In the case where the married couple had moved their residence to Bulgaria and had obtained residency certificates, the answer could be more complicated. The Bulgarian Private International Law Code does not contain a definition of the term "last usual residence" and given the fact that the new residency certificates do not point to any Bulgarian address, it will be hard to determine which is the "last usual residence" of the deceased. In our opinion, the fact that the deceased had obtained a residency certificate in Bulgaria may not by itself be treated as ultimate evidence in this respect. It is more likely that the residency certificate represents a refutable presumption for the last habitual residence. Moreover, in most cases EU citizens living in Bulgaria do not pay social security contributions, which would otherwise serve as a proof of the last usual residence. Provided that the disposal of the property by way of a will may be objected only through litigation, initiated by the interested person, claiming that his "reserved portion" had been harmed, it will be a safer bet in both cases to consider your national law as applicable in respect of succession to shares

Case Study 2 - owning as individuals

Scenario: There is a married couple and for both spouses it is a second marriage. They both have two children from their previous marriages. The couple has purchased an apartment in their joint names personally. The husband passes away. Who will inherit the property?

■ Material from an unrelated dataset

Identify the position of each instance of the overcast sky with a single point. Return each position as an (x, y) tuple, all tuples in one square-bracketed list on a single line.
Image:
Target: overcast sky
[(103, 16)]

Before answering this question, let us remind you of the mandatory legal rule of the Bulgarian Family Code, which derogates all choice of law rules that contradict it: all assets that have been acquired during marriage are considered matrimonial property - regardless of whether it is acquired in the name of only one or of both spouses. This presumption can only be refuted through litigation, by proving the exclusive contribution of the spouse claimant.

There is no question in this case, that the law of the location of the property (lex loci) will apply - Bulgarian law. According to Bulgarian law, if the deceased had not prepared a will, then his two children from his previous marriage and his current surviving spouse would succeed to equal shares. In other words, one third of his half of the apartment each.
If the apartment had been owned solely by the deceased husband, then the surviving wife would receive a total of 66.66% of the apartment (made up of her 50% inheritance, plus one third of the husband's 50%). The children of the deceased would get 16.66 shares of the apartment each. Please bear in mind, that even if any of the children of the deceased had died before their succession, their own descending heirs would keep the succession rights to the apartment.

According to the Bulgarian Succession Act, the successor may dispose of its entire property through a will. However, if the deceased husband in our case left a will, it would be perfectly valid to the extent in which it does not harm the "reserved portion" of the heirs. With two children and a wife, the true disposable portion of the husband's property would represent only one fourth of the whole patrimony. In the situation that the husband's will harms the reserved portions, the wife and the children will be entitled to file a claim for restoration of the reserved portions.

GPNG Law Firm, Sofia, Bulgaria.

Important Note: The cases given above are only an example of the distribution of inheritance and are not applicable to all situations. In Bulgarian law the size of the proportions, both reserved and disposable, and both in the case of inheritance by law or inheritance by will, vary depending on the number and type of heirs (children, spouse, parents, brothers and sisters) Quest Bulgaria recommends strongly you consult with a professional law firm when you think Bulgarian law may apply to you.